Bu noktada HDP nasıl bir tavır ortaya koymalı sorusu da var. HDP her koşulda Emek ve Demokrasi İttifakı ile birlikte kendi adayını çıkarmalıdır. Kılıçdaroğlu'na destek verecekse bile ikinci tura saklamalıdır. Çünkü Türkiye'de çok ciddi bir faşizm sorunu var. AKP medyası bütün seçim propagandasını sadece Kılıçdaroğlu'nu HDP ile yapacağı olası bir ittifak üzerinden bile yapabilir. HDP kendi adayını çıkarıp potansiyelini ortaya koymalıdır. İkinci turda ise çantada keklik olmadığını iki adaya da hissetirmeli. Ardından politik tercihler devreye sokulmalı. Erdoğan'ın kazanması istenmiyorsa bile seçmen zaten kararını verir. Kimsenin "Erdoğan'a değil de şuna buna oy ver" demesine gerek yok. Son 10 yıldır Türkiye'de yaşananlar Kürt seçmenin tercihini zaten belirleyecektir. Ama cumhuriyetin ikinci yüz yılı bir kez daha Kürtlerin kaybettiği yüz yıl olmamalı. Kürtler bu yeni yüz yılda inşa sürecinde olmalı. Ve birlikte bir demokratik cumhuriyet inşa edilmelidir.
"Başka seçenekleri yok ne yapacaklar ki, gidip Erdoğan'a oy verecek halleri yok" dayatması Kürtlere ve Kürt siyasetine kaybettirir. Kürtlerin her zaman başka seçenekleri vardır. Tıpkı Akşener'in dediği gibi, "Ölüm ile sıtma" arasında bir tercihe zorlanmamalı. Bağrına bir kere taş basıp Ankara, İstanbul başta olmak üzere birçok belediyeyi Millet İttifakına kazandırdı. Eğer bir kez daha bağrına taş basacağı bir seçenek oluşursa o zaman diğer partilerin de bağrına taş basıp vereceği kararlar olmalıdır.

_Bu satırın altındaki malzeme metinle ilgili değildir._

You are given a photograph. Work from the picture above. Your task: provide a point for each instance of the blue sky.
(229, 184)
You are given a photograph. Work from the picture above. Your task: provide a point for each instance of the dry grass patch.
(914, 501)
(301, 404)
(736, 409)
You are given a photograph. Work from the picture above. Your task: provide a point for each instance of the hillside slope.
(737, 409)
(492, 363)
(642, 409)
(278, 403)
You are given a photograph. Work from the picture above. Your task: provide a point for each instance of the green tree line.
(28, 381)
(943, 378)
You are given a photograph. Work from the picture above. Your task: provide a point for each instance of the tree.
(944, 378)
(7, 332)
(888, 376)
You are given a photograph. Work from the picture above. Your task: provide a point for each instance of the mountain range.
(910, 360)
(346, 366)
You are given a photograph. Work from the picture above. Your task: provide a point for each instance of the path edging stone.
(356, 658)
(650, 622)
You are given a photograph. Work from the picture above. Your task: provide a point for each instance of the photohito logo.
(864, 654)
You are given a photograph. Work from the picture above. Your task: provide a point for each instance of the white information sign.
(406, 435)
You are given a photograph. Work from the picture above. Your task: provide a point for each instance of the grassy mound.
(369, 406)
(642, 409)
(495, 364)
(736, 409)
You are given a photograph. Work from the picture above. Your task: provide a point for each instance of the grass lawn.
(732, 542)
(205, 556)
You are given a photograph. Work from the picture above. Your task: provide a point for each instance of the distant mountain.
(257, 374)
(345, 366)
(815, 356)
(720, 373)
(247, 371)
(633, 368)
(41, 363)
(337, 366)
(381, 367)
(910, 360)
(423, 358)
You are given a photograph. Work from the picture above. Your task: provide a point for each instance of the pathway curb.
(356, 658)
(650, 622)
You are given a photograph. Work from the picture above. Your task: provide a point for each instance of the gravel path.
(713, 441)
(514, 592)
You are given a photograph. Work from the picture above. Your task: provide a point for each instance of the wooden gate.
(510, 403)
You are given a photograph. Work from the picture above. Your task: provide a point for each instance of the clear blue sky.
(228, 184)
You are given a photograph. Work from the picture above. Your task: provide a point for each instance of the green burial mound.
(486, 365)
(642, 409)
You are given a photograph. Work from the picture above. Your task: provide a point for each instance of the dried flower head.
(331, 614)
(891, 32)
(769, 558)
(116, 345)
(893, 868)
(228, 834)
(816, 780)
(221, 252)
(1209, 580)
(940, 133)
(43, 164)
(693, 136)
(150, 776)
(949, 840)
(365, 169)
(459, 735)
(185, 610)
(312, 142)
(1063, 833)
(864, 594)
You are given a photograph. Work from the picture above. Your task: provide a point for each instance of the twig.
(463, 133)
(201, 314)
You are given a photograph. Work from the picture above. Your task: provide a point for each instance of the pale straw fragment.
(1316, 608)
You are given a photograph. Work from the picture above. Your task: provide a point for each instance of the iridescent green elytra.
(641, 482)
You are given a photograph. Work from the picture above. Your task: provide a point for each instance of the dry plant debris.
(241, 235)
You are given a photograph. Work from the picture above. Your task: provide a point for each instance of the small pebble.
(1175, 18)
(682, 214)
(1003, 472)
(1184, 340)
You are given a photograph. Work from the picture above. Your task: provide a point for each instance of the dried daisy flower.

Bir HDP'linin oyu bir İYİ Partili'nin oyundan kat sayı olarak daha düşük ve değersiz değildir.
Üniversiteye giriş sınavlarında bir matematik sorusu ile bir fizik sorusunun karşılığı katsayı olarak aynı değildir. Ama siyasette bugüne kadar Kürtlerin oyu fizik sorusunun karşılığı olan katsayıda hesaplanıyor olsa da artık öyle değil. Hatta Bu kritik süreçte Kürtlerin oyu katsayı olarak çok daha fazla anlamlar da barındırıyor. Cumhur ve Millet İttifakı arasında kimin kazanacağını belirleyen bir faktör durumunda. Seçimi kaybedip tarih olma uğruna bu oyların değerini gözardı etmek isteyen olursa da geçmiş olsun şimdiden.